Tungsten Shielding in Rocket Engine

A rocket engine requires one or more current carrying loops surrounding the reaction region to produce the magnetic field that deflects the plasma and charged radiation from the drive pulses. Typically, these loops are made of superconductors, since any normal conductor would quickly melt or vaporize under the high currents needed to produce the field. The field coils are backed by a high tensile strength support to withstand the magnet-current back reaction from bursting the superconductor.
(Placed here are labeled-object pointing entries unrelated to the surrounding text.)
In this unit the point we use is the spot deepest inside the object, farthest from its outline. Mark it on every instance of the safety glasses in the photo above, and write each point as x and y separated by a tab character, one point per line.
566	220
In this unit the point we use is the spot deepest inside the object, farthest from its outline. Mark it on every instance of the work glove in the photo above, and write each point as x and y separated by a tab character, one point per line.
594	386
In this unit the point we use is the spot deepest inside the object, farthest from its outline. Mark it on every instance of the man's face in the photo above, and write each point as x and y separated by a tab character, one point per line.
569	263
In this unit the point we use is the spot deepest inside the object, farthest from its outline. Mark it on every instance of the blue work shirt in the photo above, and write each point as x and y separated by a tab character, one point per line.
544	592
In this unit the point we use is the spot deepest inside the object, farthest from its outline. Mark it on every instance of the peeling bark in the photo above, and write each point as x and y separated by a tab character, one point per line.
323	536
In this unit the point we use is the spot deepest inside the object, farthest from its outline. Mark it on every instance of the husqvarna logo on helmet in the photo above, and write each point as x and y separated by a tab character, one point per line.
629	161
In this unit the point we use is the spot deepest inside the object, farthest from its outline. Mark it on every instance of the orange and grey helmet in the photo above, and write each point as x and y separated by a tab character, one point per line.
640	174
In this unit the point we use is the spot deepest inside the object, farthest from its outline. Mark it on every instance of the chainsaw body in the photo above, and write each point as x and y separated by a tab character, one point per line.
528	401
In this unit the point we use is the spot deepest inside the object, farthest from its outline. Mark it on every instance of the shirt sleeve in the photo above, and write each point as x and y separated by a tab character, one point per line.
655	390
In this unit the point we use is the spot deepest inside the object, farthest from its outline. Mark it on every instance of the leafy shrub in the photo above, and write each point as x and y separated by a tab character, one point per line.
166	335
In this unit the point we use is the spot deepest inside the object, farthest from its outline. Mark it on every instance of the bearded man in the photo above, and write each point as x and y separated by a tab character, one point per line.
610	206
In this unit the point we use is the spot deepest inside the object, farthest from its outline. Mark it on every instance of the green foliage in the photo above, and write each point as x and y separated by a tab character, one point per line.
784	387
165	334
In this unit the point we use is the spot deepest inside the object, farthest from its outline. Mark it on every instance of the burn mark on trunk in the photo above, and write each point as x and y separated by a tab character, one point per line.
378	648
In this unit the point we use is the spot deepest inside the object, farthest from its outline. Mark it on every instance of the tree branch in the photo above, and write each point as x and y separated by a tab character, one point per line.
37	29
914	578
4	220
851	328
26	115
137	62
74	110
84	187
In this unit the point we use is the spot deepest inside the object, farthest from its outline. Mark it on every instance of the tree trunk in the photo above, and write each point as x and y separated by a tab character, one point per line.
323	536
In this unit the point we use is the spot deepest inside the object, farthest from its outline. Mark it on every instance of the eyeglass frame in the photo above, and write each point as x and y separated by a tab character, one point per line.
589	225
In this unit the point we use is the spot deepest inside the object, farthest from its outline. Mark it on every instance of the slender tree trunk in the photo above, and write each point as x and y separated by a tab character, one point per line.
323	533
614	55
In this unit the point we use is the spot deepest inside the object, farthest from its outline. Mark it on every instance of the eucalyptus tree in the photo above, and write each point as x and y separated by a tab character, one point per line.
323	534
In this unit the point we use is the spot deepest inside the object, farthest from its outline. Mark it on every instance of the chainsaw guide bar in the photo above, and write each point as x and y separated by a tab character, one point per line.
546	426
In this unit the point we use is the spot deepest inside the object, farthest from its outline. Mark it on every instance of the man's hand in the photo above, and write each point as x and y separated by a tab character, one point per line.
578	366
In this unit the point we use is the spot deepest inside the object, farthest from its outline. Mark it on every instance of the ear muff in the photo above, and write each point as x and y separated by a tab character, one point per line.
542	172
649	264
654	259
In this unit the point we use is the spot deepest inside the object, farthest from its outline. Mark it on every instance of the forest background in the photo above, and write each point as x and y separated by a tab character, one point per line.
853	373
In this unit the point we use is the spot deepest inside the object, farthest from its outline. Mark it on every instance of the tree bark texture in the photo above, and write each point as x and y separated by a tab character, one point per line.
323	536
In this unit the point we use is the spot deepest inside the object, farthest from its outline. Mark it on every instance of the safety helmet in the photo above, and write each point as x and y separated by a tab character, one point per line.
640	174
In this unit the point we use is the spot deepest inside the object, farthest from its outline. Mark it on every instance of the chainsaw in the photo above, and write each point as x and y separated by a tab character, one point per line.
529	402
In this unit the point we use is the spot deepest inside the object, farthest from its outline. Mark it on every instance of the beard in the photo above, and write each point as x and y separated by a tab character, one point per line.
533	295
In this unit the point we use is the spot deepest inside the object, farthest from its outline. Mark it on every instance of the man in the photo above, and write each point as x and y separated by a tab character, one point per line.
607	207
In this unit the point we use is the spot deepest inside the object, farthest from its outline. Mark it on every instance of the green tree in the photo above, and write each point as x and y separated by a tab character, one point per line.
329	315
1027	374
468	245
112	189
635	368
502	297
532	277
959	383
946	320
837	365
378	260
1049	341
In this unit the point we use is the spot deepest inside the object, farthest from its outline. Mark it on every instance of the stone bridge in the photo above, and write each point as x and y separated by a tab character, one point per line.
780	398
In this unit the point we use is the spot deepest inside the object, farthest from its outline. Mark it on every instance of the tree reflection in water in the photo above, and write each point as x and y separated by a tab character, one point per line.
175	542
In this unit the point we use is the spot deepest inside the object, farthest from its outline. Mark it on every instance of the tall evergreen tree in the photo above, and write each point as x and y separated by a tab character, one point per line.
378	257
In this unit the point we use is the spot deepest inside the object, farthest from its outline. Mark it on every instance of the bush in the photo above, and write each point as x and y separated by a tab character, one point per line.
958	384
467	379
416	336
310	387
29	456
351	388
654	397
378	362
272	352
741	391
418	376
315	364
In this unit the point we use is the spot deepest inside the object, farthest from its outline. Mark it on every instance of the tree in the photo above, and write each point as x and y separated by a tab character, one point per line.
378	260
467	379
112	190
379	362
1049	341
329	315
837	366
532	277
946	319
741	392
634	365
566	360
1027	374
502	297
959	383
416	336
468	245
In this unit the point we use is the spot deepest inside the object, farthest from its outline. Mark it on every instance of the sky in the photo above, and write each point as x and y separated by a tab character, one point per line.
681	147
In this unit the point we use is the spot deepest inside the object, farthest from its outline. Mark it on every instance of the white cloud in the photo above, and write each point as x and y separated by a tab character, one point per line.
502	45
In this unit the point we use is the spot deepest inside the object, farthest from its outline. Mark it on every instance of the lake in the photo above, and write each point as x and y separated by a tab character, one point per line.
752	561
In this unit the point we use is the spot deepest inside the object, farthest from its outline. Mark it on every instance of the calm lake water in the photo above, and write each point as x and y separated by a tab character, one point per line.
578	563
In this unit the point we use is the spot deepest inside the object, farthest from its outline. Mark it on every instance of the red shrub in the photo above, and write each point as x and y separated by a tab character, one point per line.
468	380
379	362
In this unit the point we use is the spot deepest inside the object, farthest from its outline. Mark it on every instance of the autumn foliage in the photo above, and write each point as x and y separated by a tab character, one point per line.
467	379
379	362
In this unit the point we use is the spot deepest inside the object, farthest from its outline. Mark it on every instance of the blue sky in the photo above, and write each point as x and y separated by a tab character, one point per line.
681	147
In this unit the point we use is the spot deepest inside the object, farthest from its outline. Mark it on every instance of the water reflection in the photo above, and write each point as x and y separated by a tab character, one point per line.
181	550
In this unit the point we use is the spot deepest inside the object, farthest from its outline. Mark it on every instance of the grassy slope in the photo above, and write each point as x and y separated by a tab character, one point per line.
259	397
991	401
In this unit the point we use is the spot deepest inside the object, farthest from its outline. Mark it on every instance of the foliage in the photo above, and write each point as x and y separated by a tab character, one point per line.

These field coils must be protected from the intense neutral radiation that the drive pulses produce. This is because a superconductor that becomes too hot will cease to superconduct. A common shielding design is a sheet of tungsten with a "V"-shaped cross section at a very narrow opening angle, resembling a knife-edge. The point of the V faces the radiation source, the field coil runs along the open top of the V. At very small angles of incidence, tungsten makes a good reflector of x-rays so that most x-rays are simply reflected at low angles away from the field coils and into space. Since tungsten atoms are much heavier than neutrons, a collision between a tungsten nucleus and a neutron results in the neutron rebounding with most of its original energy, delivering only 1% of its energy on average to the tungsten shield. This scatters the neutrons away from the field coils. The narrow opening angle means that the tungsten knife edge is essentially a sheet perpendicular to the incoming radiation, allowing a large radiator area compared to the cross section exposed to the radiation.